2dly. They call in question the sincerity of our declarations in wishing to afford effectual protection to the frontiers.

3dly. They deny the competency of the militia.

4thly. The impolicy of reducing the establishment, when a treaty is expected.

In regard to the first, we deny that the President is the author of this plan of prosecuting the war. Not having avowed explicitly himself that he is so, no document appearing to confirm that opinion, we are justified in attributing a system which appears to us ineffectual to his Secretary, and not to him.

It is true, that the Secretary is only a finger of his hand, and the intimate connection which must of necessity subsist between them, perhaps, is the ground upon which the assertion has been made. The Secretaries are all equally near to the President, and if it be admitted that he is the author of this, he may, with equal propriety, be said to have been the author of every system on general subjects which either of them have recommended.

Was he the author of the report on the fisheries? Was he the author of the plan for establishing the National Bank? It is known that he was not, and circumstances might be mentioned (which are withheld from delicacy) to confirm this opinion.

Was he the author of the Funding System? Some gentlemen in the opposition to this motion, would not be willing to give the President that credit if he claimed it, and some who support this motion would not only be sorry that the President had even claimed such a credit, but believe that it was in no respect attributable to him. The same gentleman (Mr. Wadsworth) who first asserted that the President was the author of this military plan, in the same speech admitted it to be the war, as well as the plan of the House, and then argued on the necessity of stability in our measures. It is not very material to the present question whose plan it is; being a public measure, we are justified in offering our objections to it; and this is the first time that I have heard it publicly asserted that a Government should persevere in an error, because they had undertaken it.
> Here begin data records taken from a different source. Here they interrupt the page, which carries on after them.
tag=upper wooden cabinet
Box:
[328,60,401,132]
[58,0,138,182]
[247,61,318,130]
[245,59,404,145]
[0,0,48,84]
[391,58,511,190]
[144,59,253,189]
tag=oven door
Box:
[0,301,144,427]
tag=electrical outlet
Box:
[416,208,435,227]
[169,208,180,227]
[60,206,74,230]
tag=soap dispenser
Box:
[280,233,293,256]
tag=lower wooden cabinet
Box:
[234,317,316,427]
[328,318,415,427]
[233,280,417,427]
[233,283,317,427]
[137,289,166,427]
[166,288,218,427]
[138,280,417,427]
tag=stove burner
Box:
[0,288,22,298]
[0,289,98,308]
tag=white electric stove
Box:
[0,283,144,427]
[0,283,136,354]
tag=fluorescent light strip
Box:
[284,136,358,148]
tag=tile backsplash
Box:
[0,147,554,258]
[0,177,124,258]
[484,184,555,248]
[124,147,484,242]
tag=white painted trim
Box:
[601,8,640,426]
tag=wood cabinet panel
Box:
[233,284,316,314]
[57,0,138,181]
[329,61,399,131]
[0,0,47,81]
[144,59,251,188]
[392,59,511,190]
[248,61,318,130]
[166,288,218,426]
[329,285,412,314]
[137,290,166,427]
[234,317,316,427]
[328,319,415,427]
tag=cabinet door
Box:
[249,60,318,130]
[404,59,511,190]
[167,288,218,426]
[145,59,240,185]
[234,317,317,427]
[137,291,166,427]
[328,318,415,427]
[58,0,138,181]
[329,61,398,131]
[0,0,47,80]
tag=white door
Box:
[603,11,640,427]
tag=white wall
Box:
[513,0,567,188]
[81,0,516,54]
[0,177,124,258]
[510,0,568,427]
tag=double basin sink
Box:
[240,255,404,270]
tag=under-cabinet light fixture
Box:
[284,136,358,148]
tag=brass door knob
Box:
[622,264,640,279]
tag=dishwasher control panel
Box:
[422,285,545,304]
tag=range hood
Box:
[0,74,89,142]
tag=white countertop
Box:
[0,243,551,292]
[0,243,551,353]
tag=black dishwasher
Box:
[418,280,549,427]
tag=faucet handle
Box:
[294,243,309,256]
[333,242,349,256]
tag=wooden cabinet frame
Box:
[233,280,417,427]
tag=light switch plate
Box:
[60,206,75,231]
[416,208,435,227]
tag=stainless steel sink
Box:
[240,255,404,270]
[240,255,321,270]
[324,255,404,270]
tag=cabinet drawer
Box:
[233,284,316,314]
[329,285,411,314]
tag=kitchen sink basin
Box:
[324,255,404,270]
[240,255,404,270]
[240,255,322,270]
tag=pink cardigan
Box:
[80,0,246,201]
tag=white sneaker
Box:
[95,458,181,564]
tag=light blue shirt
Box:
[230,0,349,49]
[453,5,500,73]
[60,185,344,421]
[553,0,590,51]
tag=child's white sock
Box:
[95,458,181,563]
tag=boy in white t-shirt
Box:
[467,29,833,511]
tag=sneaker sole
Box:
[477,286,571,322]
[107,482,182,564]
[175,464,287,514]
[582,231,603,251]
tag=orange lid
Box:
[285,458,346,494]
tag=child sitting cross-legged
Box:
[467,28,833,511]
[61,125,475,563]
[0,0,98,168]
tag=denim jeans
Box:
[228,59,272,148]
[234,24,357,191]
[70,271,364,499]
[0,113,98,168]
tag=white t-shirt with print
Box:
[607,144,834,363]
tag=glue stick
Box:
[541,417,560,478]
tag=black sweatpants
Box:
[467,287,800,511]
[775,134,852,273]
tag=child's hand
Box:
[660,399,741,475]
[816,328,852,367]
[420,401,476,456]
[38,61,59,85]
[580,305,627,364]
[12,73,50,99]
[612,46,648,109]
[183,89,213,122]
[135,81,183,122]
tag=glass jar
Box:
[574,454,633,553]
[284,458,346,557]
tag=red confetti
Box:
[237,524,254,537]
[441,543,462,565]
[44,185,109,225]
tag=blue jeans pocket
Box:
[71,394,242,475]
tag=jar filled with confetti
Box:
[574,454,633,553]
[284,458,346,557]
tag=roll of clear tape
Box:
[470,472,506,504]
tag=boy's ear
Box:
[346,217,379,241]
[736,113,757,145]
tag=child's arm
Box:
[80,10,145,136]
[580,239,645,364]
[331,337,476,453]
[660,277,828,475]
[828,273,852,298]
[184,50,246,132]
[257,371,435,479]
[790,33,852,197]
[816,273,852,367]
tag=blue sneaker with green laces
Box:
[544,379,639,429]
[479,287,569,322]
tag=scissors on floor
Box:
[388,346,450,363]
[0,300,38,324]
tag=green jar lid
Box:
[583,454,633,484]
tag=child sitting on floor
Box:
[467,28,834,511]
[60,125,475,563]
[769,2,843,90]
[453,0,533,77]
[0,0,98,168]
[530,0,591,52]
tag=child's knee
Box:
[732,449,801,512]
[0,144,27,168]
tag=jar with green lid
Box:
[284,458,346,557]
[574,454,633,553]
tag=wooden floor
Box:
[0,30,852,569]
If the plan be a good one, it may be supported by reason; if a bad one, no name ought to be called in to prop it up.

The inconsistency of that gentleman's (Mr. Wadsworth's) arguments not only supports the motion before the committee, but shows the wretched shifts which have been used to defeat it.

It has been said, in the course of the debate, that individual members, and even this House, are incompetent to decide upon the efficacy or inefficacy of military plans. In answer to this it may be said, that if we are not all Generals, we are all members, and that we have the privilege of thinking for ourselves and for our constituents. To admit this doctrine in the latitude which has been expressed, would be to introduce military ideas indeed; it would be to make soldiers of us, instead of Legislators: nay, worse than that, it would be to revive the exploded doctrines of passive obedience and non-resistance.